You’d think they’d want to hear from actual scientists, not a gold-digging has-been like Kerry.
But hey, if a bartender with an IQ of a cocktail umbrella can be an expert on Climate Change why not a guy who, by the way, served in Vietnam?
Naturally, the lumbering buffoon hearts AOC.
What do you expect? This is the same lumbering buffoon who gushed over the mullahs in Iran. Of course he has nothing but high praise for the code-switching, clap-backing Twitterlebrity.
And she’s honor and humbled. more
In night, Kerry would either kill her or himself. Or both.

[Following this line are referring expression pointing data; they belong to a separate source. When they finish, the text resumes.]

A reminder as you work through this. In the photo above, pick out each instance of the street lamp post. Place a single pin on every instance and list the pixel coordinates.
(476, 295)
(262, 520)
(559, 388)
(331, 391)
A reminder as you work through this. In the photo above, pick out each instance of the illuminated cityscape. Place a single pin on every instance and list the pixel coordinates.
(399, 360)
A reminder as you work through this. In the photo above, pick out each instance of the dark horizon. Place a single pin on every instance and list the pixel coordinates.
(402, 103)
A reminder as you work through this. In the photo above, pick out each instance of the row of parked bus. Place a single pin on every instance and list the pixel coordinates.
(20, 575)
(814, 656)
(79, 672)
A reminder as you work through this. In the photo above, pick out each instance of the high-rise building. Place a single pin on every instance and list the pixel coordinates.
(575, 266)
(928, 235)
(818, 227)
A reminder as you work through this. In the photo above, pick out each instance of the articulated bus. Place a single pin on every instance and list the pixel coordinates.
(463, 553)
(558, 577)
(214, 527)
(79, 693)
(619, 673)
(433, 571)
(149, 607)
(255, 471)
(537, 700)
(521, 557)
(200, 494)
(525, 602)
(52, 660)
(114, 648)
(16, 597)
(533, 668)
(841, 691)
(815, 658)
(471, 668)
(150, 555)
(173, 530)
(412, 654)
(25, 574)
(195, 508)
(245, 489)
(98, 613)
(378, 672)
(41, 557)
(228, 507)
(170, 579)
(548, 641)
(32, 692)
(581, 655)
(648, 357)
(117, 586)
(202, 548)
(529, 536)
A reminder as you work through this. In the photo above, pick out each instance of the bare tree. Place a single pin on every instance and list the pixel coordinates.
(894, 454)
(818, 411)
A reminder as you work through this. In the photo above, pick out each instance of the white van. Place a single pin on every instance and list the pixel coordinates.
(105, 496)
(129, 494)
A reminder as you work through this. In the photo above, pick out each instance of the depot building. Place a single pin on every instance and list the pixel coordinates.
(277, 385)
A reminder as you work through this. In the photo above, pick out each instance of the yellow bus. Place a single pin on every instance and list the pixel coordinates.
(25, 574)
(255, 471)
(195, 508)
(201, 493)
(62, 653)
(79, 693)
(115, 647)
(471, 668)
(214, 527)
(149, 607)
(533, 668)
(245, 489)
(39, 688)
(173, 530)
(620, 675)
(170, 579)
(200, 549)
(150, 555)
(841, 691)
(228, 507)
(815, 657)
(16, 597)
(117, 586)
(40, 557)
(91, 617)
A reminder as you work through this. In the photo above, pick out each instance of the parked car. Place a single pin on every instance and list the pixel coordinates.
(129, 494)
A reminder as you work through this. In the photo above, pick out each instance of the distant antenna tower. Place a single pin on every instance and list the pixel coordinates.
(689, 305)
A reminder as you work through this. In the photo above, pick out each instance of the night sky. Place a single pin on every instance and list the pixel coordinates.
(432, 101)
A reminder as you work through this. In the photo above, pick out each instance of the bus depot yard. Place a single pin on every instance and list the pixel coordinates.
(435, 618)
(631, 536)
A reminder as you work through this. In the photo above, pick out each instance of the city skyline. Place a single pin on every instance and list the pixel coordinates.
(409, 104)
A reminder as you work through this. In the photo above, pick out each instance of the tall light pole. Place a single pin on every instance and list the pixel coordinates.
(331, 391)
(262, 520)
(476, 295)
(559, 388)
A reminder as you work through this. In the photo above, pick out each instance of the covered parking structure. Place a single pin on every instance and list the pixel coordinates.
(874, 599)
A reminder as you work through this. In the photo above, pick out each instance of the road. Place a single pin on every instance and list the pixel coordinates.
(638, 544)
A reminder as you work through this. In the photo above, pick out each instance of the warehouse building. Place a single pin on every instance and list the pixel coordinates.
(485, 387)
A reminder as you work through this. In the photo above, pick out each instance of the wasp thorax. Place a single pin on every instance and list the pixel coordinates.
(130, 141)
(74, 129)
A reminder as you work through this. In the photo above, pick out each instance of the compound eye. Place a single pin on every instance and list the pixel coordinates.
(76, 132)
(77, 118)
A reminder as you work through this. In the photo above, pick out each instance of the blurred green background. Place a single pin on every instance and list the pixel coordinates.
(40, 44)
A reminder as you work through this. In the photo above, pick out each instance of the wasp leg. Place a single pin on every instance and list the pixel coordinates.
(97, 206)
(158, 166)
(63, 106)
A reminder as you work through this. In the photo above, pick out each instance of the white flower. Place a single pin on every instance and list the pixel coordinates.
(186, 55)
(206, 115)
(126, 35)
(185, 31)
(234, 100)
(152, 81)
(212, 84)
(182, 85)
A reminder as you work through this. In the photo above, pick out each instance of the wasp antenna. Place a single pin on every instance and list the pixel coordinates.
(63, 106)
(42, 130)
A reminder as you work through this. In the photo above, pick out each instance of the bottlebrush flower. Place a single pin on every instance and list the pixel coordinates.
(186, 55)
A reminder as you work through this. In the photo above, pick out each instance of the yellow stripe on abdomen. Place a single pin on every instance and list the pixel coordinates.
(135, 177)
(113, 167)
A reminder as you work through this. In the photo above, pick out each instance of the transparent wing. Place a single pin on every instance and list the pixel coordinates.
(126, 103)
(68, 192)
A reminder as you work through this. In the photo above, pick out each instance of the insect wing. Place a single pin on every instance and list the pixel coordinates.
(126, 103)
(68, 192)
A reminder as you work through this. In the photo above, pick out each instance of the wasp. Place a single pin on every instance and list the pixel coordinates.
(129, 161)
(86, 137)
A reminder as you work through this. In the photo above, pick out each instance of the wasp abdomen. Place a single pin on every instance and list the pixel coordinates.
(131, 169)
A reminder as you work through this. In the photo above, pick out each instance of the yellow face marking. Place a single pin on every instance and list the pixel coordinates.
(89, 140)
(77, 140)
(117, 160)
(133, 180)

May they get a room together.
I hoid they’re going over to the Showtime bar cuz it’s mental midget wrestling night…
If obozo can be a two-term preznit…. WTH!

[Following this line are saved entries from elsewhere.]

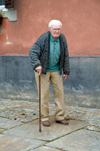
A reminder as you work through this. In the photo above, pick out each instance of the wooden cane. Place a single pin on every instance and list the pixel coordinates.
(39, 103)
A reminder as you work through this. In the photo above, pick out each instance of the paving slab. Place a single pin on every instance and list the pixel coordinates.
(6, 123)
(12, 143)
(31, 130)
(45, 148)
(81, 140)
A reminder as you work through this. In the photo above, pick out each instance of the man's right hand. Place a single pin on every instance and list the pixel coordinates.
(39, 69)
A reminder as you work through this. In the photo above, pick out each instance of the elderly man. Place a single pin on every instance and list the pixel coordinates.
(49, 57)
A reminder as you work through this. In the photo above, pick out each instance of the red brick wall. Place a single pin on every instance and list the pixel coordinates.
(80, 19)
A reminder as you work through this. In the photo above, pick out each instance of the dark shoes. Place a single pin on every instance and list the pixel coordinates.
(64, 122)
(46, 123)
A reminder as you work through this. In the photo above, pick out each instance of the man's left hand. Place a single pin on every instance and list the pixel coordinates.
(65, 76)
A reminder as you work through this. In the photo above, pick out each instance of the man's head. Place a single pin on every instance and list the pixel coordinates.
(55, 27)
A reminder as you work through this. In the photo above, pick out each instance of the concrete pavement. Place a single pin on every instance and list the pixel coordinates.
(19, 128)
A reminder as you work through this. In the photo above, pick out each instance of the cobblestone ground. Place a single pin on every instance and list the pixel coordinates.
(26, 111)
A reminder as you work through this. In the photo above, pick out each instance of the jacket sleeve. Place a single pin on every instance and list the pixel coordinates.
(66, 65)
(35, 52)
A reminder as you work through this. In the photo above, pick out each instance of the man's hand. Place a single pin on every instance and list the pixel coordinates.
(65, 76)
(39, 69)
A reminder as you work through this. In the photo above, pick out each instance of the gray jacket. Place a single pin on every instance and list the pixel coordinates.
(39, 53)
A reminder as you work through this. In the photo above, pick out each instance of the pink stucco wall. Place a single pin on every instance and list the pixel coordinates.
(80, 19)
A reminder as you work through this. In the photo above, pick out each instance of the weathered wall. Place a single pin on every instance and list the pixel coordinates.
(82, 87)
(81, 26)
(80, 18)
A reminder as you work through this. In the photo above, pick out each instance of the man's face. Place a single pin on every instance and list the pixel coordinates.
(55, 31)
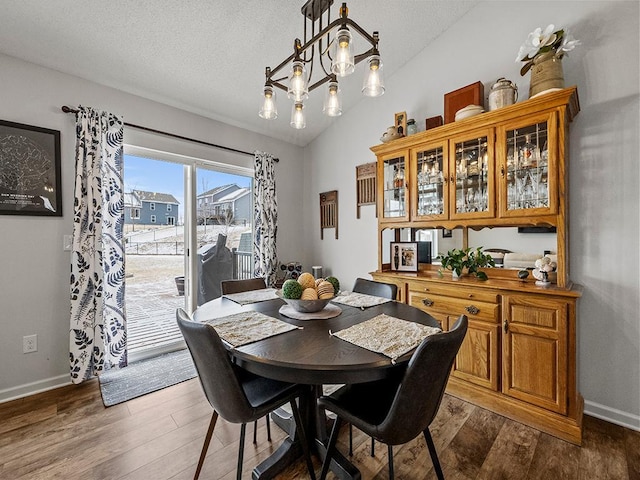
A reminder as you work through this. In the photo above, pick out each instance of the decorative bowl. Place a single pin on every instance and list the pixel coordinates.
(305, 306)
(468, 111)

They don’t need a room, just a horse stall. Kerry can be the “Horse’s Head”, since AOC is already the “Horse’s Ass” due to the crap that flows from that mouth.
AOC” Da economy is good ’cause everybody ha TWOJOBS.”

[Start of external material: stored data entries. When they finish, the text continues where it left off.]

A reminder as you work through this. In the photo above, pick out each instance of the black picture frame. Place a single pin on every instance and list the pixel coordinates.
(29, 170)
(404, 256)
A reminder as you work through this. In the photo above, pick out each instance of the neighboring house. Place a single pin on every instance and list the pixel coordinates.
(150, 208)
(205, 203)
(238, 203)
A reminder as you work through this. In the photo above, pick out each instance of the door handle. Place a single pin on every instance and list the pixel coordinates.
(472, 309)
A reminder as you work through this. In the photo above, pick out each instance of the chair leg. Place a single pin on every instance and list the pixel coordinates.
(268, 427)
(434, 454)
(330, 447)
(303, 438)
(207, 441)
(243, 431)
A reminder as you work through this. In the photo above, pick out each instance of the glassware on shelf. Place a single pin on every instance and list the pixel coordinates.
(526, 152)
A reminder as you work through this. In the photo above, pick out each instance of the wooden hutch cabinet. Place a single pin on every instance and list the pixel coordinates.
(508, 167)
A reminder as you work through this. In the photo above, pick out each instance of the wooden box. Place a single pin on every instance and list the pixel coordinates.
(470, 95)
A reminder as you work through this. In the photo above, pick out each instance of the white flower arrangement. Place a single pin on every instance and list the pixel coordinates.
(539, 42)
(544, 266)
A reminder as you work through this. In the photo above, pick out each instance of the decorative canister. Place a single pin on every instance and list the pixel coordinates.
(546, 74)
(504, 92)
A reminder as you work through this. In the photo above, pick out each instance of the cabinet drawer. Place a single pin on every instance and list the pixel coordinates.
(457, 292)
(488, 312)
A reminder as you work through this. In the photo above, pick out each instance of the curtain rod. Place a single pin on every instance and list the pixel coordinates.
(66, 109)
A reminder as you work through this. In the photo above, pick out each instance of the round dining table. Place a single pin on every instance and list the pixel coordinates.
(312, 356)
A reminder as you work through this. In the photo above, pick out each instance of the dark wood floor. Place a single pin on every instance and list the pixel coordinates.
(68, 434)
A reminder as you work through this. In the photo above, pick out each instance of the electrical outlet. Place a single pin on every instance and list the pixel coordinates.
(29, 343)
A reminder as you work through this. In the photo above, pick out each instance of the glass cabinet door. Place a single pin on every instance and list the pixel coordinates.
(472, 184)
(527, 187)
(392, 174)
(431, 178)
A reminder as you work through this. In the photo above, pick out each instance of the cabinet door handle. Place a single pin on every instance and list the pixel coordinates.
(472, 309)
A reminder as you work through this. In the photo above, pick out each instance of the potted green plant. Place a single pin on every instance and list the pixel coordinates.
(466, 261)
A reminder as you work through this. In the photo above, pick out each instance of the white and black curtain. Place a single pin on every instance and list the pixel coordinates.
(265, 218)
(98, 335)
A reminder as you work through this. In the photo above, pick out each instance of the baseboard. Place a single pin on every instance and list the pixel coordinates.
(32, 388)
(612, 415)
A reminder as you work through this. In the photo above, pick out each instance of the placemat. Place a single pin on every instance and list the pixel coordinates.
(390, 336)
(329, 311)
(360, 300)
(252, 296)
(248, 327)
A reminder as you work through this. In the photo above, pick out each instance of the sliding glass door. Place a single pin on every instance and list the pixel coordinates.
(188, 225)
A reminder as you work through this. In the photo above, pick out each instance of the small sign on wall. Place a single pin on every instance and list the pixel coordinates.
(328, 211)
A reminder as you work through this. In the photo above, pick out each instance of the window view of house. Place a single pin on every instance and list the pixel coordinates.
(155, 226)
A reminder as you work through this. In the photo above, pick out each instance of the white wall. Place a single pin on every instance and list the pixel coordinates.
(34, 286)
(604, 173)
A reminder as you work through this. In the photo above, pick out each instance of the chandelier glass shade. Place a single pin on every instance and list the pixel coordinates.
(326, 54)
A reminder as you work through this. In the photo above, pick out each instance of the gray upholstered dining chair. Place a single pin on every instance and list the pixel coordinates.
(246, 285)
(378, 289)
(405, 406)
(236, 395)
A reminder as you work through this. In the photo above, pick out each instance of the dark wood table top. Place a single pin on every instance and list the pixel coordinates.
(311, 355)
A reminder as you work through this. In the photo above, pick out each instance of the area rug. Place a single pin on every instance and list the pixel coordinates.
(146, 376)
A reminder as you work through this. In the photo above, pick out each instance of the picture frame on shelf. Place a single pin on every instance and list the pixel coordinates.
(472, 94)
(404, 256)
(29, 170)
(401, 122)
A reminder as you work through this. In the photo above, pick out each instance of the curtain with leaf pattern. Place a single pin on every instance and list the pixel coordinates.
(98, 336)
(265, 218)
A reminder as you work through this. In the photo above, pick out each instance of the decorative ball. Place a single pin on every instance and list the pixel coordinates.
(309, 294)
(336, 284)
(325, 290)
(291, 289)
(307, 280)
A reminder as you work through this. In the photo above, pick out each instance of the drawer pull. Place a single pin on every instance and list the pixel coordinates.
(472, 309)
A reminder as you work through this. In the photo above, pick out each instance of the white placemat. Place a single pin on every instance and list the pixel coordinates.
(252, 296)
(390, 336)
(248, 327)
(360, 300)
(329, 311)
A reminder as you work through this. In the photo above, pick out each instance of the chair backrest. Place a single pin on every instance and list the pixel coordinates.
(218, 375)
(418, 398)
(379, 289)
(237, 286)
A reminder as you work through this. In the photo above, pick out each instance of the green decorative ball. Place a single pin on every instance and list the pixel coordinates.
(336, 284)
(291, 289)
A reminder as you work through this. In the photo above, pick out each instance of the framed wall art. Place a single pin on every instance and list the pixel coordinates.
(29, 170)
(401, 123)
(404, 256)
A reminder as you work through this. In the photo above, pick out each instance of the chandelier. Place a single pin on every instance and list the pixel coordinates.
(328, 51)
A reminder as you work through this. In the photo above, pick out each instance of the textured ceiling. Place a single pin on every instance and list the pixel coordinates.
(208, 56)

Viet Vet Kerry. “The economy is good be cause I married an ugly woman whose father was a billionaire.” I’m lucky because I’m pretty phucking ugly myself.”
Phuck these people!
Kerry / Cortez 2020!!!11!11!
^Notice that Kerry is on top.
No. The children would be soulless, brainless, heartless abominations unto God that would instictvely try to kill us out of pain and inchoate rage.
Not worth the LOLs.
@Jimmy
Kerry on AOC is Ass on Ass.
If he had a demo donk tattoo on his butt it would be ass on ass on ass on ass.
JK could have testified with more authority about how to reduce your taxes from owning expensive toys.
Cortez should get a brain… or marry a scarecrow. Kerry should get oats and a stall.
Let me guess, climate change will decimate the world population like Genghis Kahn?